Home / Docs / GAT – Grid Analysis Toolkit / User Guide / Dataset Management
2 min read

Dataset adapters

These helpers hydrate the bundled fixtures plus publicly available power-system testbeds so the CLI has ready-to-run inputs for PF, OPF, SE, and TS commands.

RTS-GMLC

gat dataset rts-gmlc fetch --out data/rts-gmlc

Copies the staged MATPOWER network (grid.matpower) and telemetry CSV (timeseries.csv) into the destination directory. Follow up with gat import matpower and gat ts import dsgrid to build the Arrow/Parquet pipeline that every solver command consumes.

HIREN test cases

gat dataset hiren list
gat dataset hiren fetch case_big --out data/hiren

Lists the curated 9–240 bus cases and copies the selected MATPOWER file into the requested output. Use the fetched case as the input for gat import matpower when you need a realistic testbed.

dsgrid fixtures

gat dataset dsgrid --out data/dsgrid/demand.parquet

Writes the built-in dsgrid Parquet snapshot to the supplied path. It is a stand-in for a full HTTP fetch and lets you exercise telemetry joins without anything external.

Sup3r weather

gat dataset sup3rcc-fetch --out data/sup3r/weather.parquet
gat dataset sup3rcc-sample --grid grid.arrow --out data/sup3r/sample.parquet

sup3rcc-fetch copies the offline weather PoP dataset, while sup3rcc-sample ties resources to buses in an Arrow grid. The sampling command is helpful when coupling weather to OPF or contingency scenarios.

PRAS adequacy

gat dataset pras --path test_data/datasets/pras --out data/pras/pras.csv

Normalizes the Probabilistic Resource Adequacy Suite (PRAS) outputs (LOLE/EUE) for Gat scenarios. Use it to load region/season/hour forecasts before running adequacy or SE experiments.

Benchmark datasets

These datasets are used by gat benchmark commands to validate solver accuracy against known reference solutions.

PFΔ (Power Flow Delta)

Power flow perturbation dataset with reference bus voltages and angles for validation.

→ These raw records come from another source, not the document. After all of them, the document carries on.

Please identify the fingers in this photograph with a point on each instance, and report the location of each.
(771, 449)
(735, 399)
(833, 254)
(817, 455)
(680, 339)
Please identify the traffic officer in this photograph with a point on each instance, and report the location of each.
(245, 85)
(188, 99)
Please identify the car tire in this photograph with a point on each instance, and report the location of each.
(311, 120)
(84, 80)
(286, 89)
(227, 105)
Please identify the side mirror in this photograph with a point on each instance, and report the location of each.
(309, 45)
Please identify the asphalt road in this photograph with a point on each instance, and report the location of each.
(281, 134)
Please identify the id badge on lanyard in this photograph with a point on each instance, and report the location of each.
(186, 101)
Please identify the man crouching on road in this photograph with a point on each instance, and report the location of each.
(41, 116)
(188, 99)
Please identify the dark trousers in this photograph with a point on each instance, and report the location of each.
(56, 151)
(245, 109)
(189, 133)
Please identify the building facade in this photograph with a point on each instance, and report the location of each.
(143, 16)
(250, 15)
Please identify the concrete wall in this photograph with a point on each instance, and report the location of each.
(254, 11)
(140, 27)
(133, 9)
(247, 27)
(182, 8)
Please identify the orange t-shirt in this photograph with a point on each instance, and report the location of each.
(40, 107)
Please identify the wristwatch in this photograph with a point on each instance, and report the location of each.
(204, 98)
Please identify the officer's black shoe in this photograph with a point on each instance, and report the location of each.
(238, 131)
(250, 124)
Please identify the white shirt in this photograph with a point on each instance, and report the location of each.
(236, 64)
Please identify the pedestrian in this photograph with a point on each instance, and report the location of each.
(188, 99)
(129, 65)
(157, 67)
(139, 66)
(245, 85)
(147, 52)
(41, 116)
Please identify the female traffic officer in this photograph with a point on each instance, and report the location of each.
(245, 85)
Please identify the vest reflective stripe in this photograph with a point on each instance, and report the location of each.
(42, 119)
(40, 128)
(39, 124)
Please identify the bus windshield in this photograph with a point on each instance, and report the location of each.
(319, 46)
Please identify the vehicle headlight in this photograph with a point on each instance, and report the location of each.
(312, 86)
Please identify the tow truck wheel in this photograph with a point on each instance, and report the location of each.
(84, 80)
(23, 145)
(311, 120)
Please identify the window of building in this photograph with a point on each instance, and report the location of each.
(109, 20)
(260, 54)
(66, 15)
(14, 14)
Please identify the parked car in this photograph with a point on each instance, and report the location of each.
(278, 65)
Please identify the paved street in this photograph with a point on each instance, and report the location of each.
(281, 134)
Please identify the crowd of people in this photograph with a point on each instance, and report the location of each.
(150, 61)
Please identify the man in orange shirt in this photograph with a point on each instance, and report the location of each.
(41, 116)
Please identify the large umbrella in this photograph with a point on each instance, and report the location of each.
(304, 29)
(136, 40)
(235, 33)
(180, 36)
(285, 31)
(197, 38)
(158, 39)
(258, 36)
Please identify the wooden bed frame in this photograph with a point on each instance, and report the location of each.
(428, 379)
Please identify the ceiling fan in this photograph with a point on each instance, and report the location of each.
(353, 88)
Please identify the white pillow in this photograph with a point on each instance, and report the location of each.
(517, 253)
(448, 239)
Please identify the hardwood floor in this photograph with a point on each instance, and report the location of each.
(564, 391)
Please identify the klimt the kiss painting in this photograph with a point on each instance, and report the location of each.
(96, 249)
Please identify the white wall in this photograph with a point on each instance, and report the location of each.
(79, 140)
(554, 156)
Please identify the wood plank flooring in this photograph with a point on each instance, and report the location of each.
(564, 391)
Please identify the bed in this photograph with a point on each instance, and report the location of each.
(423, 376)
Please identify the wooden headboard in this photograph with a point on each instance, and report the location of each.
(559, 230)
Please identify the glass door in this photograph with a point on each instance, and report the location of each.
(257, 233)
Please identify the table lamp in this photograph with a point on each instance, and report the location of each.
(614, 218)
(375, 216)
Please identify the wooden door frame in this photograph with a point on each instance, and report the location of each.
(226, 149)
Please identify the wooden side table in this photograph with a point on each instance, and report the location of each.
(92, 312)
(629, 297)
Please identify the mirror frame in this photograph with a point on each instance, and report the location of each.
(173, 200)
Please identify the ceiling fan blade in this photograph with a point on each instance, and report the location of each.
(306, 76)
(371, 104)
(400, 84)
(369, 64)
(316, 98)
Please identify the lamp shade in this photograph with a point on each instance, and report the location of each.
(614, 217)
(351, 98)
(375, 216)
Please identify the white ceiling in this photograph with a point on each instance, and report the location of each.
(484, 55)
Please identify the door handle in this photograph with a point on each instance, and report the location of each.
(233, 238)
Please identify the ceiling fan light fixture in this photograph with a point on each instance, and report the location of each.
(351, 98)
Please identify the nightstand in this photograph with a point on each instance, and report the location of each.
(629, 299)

# Run PF benchmark against PFΔ test cases
gat benchmark pfdelta --pfdelta-root data/pfdelta --max-cases 100 -o pfdelta_results.csv

Output CSV contains: case_name, contingency_type, converged, max_vm_error, max_va_error_deg, solve_time_ms.

PGLib-OPF

Standard IEEE/ARPA-E MATPOWER test cases from the PGLib-OPF repository. Includes baseline objective values for OPF validation.

# Run OPF benchmark against PGLib cases
gat benchmark pglib --pglib-dir data/pglib --baseline baseline.csv -o pglib_results.csv

Output CSV contains: case_name, converged, objective_value, baseline_objective, objective_gap_rel, solve_time_ms.

OPFData (GridOpt)

Large-scale AC-OPF dataset with 300k+ solved instances per grid. Supports load perturbations (FullTop) and topology perturbations (N-1 line/gen/transformer outages). Uses GNN-format JSON.

Reference: arxiv.org/abs/2406.07234

# Run benchmark on OPFData samples
gat benchmark opfdata \
  --opfdata-dir data/opfdata/case118/group_0 \
  --max-cases 1000 \
  -o opfdata_results.csv

Output CSV contains: sample_id, file_name, converged, objective_value, baseline_objective, objective_gap_rel, num_buses, num_branches, solve_time_ms.